Dogs living outside on a short leash are a common sight in Korea, but the majority of people here feel such practices should be banned by law, a survey shows.
Private animal welfare research institute Aware recently published survey results on the public perception of animal welfare policies. It surveyed 2,000 adults in 17 cities nationwide on laws and awareness of animal protection.
According to the survey, 82.5 percent of respondents agreed that raising animals tied to short ropes or locked in narrow spaces should be legally banned, with 44 percent saying they “tend to agree” and 38.5 percent saying they “agree.”
A majority of Koreans are also against the consumption of dog meat, the survey shows.
Nearly 8 out of 10 Koreans, 78.1 percent of respondents, are in favor of banning slaughtering and selling dogs and cats for food, with 48.9 percent saying they are strongly in favor of such a ban.
Moves to ban dog consumption have emerged in politics in recent years.
In 2018, Pyo Chang-won, then a lawmaker of the ruling Democratic Party of Korea, proposed a bill to ban the slaughter of dogs, though it failed to pass in the 20th Assembly. Early this year, ruling party lawmaker and Environment Minister Han Jeoung-ae proposed a similar bill before being appointed in the position. Last month, presidential front-runner and Gyeonggi Province Gov. Lee Jae-myung called for a ban on eating dogs and selling pets at the legal and institutional level.
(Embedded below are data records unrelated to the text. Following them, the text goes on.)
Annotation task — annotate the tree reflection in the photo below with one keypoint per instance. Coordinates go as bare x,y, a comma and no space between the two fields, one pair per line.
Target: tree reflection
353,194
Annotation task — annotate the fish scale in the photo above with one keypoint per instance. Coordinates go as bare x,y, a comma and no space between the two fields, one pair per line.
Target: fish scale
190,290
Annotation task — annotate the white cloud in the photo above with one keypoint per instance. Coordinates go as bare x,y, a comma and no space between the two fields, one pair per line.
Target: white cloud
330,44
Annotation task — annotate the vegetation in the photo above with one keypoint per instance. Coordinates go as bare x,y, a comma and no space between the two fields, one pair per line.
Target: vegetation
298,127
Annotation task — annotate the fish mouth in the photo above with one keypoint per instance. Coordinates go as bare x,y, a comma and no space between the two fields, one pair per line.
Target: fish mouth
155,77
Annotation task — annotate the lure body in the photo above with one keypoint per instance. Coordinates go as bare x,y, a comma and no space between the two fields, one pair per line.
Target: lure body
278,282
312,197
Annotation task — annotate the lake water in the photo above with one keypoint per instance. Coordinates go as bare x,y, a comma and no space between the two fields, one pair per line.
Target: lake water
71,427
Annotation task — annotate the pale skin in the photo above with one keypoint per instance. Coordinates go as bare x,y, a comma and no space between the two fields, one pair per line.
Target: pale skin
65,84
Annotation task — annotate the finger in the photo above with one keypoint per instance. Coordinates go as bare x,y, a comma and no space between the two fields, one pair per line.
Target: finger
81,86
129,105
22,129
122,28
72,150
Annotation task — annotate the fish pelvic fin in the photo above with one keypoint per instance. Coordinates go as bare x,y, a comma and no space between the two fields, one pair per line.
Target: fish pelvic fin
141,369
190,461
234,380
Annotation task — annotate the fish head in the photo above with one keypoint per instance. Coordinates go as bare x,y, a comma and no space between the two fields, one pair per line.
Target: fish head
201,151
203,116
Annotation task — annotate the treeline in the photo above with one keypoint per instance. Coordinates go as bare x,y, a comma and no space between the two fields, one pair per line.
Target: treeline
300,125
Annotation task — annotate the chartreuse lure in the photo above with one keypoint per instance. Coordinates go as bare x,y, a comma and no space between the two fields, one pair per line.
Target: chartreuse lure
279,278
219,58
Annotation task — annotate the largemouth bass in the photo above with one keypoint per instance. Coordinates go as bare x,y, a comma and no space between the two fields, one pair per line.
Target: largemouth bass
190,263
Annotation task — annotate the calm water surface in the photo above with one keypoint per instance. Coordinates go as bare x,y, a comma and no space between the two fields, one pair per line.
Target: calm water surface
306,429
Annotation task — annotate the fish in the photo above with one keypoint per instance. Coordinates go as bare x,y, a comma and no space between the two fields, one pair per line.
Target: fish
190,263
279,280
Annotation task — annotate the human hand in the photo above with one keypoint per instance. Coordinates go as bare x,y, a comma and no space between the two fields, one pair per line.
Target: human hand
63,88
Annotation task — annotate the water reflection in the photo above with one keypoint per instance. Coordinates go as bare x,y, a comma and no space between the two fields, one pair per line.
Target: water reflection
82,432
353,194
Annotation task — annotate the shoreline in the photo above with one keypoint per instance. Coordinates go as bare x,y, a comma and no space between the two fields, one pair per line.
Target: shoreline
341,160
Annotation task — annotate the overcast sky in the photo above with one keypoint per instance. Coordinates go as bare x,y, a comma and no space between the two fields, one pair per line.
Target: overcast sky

The poll showed many Koreans believe laws should be toughened to protect animals.
Ninety-seven percent of respondents said that the punishment of animal abusers should be strengthened to prevent animal abuse. Specifically, 97.3 percent said that those who abused animals should be deprived of ownership and 98.3 percent said abusers should be banned from raising other animals for a certain period of time.
While 92.5 percent of respondents said they are aware of the animal protection law, only 30.6 percent agreed that Korea’s animal protection law could “prevent animal abuse.”
When asked why animals are abandoned, 76.5 percent of respondents pointed to the lack of responsibility of those who raise pets. In the survey that allowed multiple responses, 58.5 percent said the level of punishment is weak, while 47.7 percent said it is easy to buy and sell pets.